Zooming out, this feature puts OpenAI in more direct competition with personal finance startups and consumer banking apps that pitch “AI-powered” budgeting and planning tools. Commentators have already joked that OpenAI “just killed every personal finance startup” by bundling many of those capabilities into a general-purpose assistant people are already using. Whether that plays out or not, it’s clear that ChatGPT’s new finance layer is designed to be broad: you can use it to review subscriptions, plan for a home purchase, model the tradeoffs of taking a lower-paying job, or simply ask “what did my last vacation really cost?” and get a breakdown that lines up with each transaction.

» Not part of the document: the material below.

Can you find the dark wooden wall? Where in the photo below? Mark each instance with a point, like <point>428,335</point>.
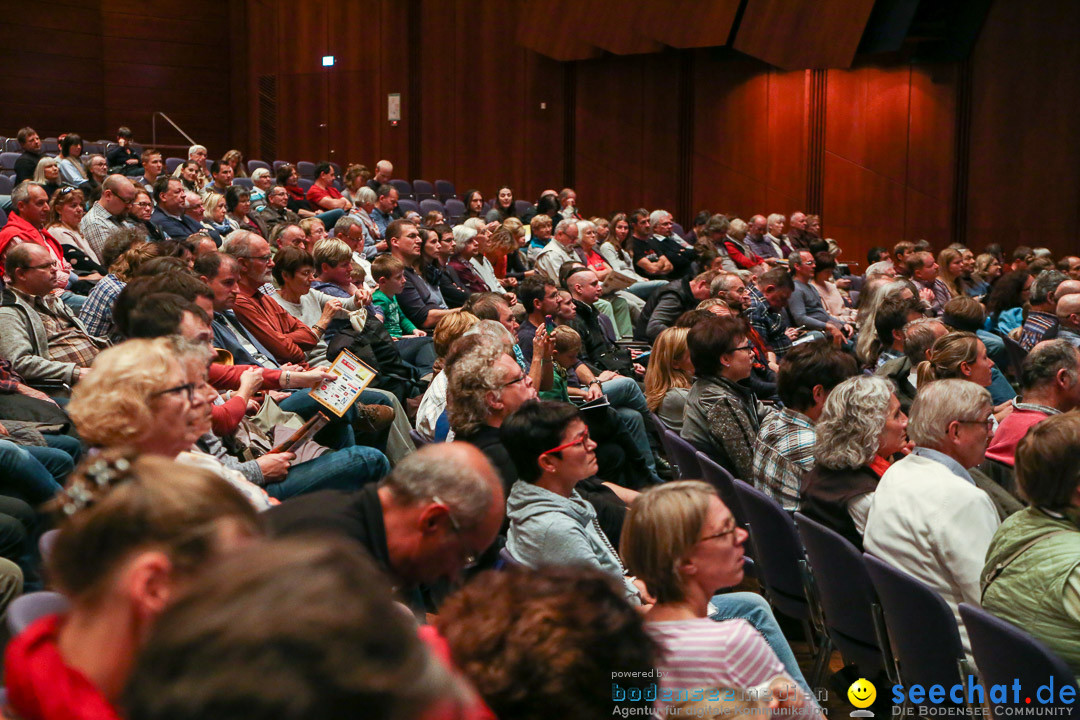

OpenAI is careful to emphasize that ChatGPT is not a replacement for professional financial advice. The assistant can help you feel more informed, surface patterns you might have missed, and draft realistic plans that fit your lifestyle, but it’s still operating under uncertainty and assumptions. That’s why the company stresses the importance of being transparent about what the model does and doesn’t know, and when it might be time to rope in a human financial planner, tax expert, or lender.
For now, the new personal finance experience feels like a significant step toward a future where your main interface to money is conversational. Instead of juggling three banking apps, two brokerages, a handful of credit cards, a tax tool, and a spreadsheet, you talk to a single assistant that sees the whole map and helps you navigate it. Whether that future feels empowering or unnerving will probably depend on how much you trust OpenAI, Plaid, and the broader AI ecosystem with your financial life.